The risk, of course, is that we create a hyper‑efficient machine for manufacturing opacity. AI can make complex structures appear seamless and user‑friendly, masking correlated risks and hidden leverage behind clean dashboards and personal recommendations. When many actors run similar models, trained on similar data, their behavior can synchronize. AI complexity without transparency and robust reporting is more likely to create systemic risks, not mitigate them.
We will need AI more, though, in a fragmenting world. The creation of new, non-USD settlement corridors, clearing systems, currency networks, and commodity contracts will require plenty of intermediation, risk management, and market making. Standards will break down while data and legal barriers will rise. The coordination required will be far more complex than anything experienced by the finance industry.
Fragmentation
Fragmentation is going to lead to greater reliance on AI. Routing payments around bottlenecks, arbitraging spreads between rails, gaming different regulatory pockets: these are machine problems as much as human ones. The more fragmented the system, the more valuable good coordination becomes.
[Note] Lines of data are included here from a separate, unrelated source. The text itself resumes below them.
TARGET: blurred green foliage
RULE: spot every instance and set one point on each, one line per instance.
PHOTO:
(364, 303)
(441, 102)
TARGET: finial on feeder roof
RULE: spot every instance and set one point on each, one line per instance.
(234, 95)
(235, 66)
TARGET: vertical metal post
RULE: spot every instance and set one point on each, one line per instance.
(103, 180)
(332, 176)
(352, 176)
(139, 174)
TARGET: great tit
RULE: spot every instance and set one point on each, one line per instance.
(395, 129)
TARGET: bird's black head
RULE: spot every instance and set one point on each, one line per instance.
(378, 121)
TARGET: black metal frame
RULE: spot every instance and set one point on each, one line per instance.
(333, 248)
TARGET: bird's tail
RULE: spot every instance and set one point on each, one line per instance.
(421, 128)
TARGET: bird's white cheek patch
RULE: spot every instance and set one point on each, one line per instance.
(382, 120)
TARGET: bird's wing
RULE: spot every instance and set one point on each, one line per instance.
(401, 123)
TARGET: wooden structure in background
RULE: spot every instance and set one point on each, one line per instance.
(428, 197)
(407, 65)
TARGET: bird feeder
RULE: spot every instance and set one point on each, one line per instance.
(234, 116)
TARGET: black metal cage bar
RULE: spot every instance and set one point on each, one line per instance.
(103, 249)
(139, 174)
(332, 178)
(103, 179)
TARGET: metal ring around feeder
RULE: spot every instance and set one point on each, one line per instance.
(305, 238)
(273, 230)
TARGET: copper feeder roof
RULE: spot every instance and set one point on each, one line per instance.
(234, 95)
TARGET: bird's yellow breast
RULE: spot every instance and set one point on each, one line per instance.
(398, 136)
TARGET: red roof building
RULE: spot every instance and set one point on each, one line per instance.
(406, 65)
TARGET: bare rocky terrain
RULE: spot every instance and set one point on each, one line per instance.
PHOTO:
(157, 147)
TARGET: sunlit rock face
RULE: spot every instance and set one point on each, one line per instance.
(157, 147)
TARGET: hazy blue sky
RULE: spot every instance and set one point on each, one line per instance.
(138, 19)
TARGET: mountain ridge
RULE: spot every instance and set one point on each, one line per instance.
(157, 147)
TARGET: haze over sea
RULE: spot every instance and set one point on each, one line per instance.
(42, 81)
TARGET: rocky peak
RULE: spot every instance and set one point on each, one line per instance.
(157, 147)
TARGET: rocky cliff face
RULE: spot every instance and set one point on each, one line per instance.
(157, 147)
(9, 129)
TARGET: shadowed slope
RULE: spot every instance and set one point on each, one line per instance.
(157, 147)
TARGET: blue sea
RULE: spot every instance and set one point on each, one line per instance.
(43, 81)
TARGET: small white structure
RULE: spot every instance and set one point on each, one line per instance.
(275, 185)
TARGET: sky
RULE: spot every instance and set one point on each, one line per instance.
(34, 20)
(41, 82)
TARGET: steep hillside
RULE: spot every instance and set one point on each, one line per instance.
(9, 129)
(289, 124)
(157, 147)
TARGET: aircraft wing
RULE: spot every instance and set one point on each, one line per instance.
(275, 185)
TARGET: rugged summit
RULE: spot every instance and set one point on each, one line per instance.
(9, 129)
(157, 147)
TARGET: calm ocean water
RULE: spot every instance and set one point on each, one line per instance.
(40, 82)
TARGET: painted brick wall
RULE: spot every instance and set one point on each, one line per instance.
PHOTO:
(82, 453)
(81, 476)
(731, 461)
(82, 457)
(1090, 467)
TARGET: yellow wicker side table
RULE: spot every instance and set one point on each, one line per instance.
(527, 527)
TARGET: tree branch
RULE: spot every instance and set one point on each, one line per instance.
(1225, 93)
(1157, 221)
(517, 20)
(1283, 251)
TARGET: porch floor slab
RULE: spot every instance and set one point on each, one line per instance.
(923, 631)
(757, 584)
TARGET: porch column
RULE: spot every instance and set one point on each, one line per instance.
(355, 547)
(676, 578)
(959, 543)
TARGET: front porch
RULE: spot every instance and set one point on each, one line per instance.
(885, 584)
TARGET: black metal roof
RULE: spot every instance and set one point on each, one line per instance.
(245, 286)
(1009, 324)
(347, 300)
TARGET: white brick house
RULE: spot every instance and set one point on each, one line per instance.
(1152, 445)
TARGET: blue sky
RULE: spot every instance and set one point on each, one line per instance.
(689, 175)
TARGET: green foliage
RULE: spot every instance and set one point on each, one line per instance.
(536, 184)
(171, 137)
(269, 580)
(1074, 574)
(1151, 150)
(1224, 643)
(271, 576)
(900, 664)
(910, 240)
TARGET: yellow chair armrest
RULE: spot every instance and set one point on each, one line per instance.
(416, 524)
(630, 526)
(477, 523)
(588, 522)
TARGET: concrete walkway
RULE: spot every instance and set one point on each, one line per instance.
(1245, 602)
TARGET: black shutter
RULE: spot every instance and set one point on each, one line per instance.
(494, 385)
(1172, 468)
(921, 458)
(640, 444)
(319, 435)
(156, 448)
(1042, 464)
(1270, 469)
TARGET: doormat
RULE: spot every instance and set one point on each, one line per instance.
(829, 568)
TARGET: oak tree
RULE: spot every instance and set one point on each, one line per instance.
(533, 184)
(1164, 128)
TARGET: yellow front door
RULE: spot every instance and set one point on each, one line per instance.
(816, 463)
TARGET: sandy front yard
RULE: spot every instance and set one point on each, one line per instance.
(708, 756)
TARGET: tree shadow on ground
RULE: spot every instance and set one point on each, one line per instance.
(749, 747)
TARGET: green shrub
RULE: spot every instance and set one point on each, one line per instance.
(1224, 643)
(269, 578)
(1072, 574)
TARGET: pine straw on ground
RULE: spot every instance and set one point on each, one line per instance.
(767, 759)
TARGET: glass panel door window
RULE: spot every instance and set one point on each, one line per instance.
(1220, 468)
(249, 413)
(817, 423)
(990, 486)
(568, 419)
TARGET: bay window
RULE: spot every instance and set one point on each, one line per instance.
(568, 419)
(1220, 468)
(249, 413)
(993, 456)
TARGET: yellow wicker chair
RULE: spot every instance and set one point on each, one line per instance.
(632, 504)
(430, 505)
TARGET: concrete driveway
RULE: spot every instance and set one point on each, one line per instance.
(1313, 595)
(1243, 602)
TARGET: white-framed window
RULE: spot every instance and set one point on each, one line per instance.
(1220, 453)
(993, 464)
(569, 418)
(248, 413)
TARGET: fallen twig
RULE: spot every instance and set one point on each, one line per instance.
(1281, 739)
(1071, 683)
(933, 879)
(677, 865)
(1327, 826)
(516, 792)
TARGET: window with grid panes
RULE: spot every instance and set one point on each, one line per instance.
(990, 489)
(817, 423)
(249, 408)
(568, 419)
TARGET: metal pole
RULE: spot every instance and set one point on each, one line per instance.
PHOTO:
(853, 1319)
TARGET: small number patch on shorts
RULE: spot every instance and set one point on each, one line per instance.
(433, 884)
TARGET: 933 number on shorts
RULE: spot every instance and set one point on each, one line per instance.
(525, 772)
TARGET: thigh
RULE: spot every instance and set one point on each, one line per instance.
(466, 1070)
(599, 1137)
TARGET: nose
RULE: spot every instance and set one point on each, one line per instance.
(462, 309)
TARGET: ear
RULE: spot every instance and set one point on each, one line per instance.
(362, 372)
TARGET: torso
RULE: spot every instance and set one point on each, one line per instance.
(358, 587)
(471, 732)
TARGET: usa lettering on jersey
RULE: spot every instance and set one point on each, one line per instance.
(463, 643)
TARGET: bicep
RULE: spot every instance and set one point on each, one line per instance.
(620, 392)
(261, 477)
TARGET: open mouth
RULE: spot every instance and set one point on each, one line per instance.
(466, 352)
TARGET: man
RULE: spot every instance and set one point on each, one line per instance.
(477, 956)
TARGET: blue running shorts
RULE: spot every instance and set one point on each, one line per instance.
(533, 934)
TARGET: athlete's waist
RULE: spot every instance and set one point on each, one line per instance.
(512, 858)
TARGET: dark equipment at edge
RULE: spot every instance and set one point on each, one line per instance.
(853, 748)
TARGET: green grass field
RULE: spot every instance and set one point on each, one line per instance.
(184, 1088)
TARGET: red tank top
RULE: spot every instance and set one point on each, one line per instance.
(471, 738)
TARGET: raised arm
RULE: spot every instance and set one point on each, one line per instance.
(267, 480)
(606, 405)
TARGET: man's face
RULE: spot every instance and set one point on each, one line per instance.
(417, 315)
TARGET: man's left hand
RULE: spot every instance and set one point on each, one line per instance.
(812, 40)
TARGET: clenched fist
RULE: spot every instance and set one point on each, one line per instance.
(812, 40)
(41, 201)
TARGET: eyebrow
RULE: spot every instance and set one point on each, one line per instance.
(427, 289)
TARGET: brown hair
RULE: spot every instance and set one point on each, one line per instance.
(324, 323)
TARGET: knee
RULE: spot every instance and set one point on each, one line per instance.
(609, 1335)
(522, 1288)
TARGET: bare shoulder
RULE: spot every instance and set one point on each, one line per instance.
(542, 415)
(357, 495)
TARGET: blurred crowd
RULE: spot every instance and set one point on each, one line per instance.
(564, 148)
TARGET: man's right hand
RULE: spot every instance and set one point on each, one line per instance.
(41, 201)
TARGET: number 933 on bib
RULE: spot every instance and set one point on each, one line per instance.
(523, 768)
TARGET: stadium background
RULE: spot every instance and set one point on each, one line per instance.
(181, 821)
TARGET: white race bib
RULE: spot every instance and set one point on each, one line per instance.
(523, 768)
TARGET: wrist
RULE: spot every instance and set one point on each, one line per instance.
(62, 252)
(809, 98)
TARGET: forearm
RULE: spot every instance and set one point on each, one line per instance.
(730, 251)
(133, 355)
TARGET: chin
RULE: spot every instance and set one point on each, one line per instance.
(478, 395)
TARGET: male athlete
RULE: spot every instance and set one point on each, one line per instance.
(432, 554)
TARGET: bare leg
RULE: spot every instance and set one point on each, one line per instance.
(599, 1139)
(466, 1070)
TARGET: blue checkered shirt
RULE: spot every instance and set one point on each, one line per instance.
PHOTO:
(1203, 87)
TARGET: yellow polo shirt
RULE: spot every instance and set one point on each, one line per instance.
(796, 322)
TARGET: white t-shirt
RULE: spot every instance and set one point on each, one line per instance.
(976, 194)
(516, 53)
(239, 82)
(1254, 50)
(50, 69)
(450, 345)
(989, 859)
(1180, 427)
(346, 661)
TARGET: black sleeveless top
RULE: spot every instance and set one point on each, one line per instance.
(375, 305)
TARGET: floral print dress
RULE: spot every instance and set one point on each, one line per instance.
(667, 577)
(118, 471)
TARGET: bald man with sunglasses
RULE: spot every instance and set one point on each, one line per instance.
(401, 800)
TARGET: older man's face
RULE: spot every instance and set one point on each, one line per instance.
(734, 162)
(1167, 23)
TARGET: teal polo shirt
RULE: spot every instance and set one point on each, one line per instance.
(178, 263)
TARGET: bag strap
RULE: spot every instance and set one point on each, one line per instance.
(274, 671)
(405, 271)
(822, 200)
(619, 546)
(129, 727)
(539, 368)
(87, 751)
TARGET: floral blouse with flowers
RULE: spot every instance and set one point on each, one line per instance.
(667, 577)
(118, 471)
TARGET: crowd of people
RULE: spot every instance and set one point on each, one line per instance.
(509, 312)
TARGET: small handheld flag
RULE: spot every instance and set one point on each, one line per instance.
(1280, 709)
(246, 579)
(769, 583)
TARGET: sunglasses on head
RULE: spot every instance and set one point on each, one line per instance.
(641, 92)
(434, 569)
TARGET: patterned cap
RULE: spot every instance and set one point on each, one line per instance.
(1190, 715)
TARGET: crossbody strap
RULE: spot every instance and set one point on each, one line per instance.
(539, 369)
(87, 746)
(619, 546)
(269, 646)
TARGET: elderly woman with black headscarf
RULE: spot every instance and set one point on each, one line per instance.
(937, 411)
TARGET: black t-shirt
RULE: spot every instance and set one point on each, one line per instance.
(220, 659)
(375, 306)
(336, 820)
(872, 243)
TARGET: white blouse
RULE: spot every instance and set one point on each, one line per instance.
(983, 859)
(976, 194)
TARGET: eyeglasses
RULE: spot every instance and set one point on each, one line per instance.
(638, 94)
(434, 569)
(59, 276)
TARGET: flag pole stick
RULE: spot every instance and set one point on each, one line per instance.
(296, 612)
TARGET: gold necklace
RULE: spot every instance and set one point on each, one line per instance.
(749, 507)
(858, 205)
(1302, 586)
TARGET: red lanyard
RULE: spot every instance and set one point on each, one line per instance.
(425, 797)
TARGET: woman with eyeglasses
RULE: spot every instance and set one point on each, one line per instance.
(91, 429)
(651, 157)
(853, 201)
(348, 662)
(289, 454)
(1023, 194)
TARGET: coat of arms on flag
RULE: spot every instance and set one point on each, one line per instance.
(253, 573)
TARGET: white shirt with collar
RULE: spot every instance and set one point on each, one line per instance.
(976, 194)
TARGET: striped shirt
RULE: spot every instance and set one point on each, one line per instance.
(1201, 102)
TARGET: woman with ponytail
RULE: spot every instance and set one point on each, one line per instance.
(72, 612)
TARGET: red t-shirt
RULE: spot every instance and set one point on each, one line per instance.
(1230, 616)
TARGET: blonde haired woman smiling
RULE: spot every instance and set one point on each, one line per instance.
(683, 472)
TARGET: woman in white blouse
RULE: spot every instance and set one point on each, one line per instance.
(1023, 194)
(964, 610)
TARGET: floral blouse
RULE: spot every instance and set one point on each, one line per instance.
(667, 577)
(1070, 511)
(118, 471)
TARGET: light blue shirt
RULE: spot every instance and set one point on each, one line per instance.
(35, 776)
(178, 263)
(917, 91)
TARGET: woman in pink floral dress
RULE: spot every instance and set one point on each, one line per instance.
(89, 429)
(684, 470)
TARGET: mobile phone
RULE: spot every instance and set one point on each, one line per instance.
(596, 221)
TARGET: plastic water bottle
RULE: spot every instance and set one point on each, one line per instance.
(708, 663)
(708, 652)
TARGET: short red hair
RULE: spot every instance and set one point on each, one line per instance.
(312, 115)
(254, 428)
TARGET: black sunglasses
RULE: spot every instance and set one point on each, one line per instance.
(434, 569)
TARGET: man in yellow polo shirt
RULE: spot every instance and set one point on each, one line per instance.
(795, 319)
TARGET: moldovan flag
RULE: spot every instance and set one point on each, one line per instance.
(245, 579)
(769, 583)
Fragmentation is the diminishment of the US-dollar centric world. The dollar, US Treasuries, and New York’s clearing function is both the result of neoliberalism and its facilitator. The dollar remains by far the primary reserve currency because it is the currency of debt, of swaps, of oil. Treasuries are, still, the only safe haven of size. The liquidity and openness of the US financial system has absorbed the massive excessive savings of mercantilist countries.
Although the US is trying to prop up the dollar and demand for Treasuries through stablecoins, this isn’t stopping many efforts around the world to find hedges and alternative mechanisms for moving and storing wealth. The recent volatility in gold and silver prices shows the limits to these efforts, but they will only continue. China now offers a yield on its CBDC, an enticement aimed at getting foreigners to hold a currency that is only convertible upon Beijing’s whim. Such efforts will accelerate. The main impact will be to make it more expensive and difficult to manage money and credit globally.
Financialization and AI are going to support fragmentation, though. AI, as noted, will provide the tools to make managing this fragmented world easier. Financialization will create more products to hedge, invest, and borrow or lend, be it involving dollars, or crypto, or CBDCs, or tokenized deposits.
What makes the Year of the Horse so dynamic is that this is the year when these feedback loops intensify. Financialization creates more ways to slice and dice assets and liabilities, generating data that is used by AI to price and route trades, which encourages further financialization.
Fragmentation creates more complex, multi-rail, multi-currency environments that can’t be managed by hand. AI becomes the coordinator, and as fragmentation becomes easier to navigate, processes of disintegration will accelerate.
The more the global system splinters into blocs, hedges, and parallel rails, the more demand there is for instruments to bridge these gaps: swaps, structured credit, synthetic exposures, stablecoins. This deepens financialization and hands firms more tools to amplify further fragmentation.
The upside of these feedback loops is that capital can be allocated more precisely, small firms can access tools previously only available to big institutions, and incumbents can operate more nimbly. But this is also a world in which shocks will propagate faster, where inequality widens between those who can navigate this landscape and those who are simply exposed to it, and where the foundational assumptions of money, work, and safety nets are in flux and in danger.
The JDB Report wishes our audience a healthy and prosperous Lunar New Year. Ride fast and ride safe!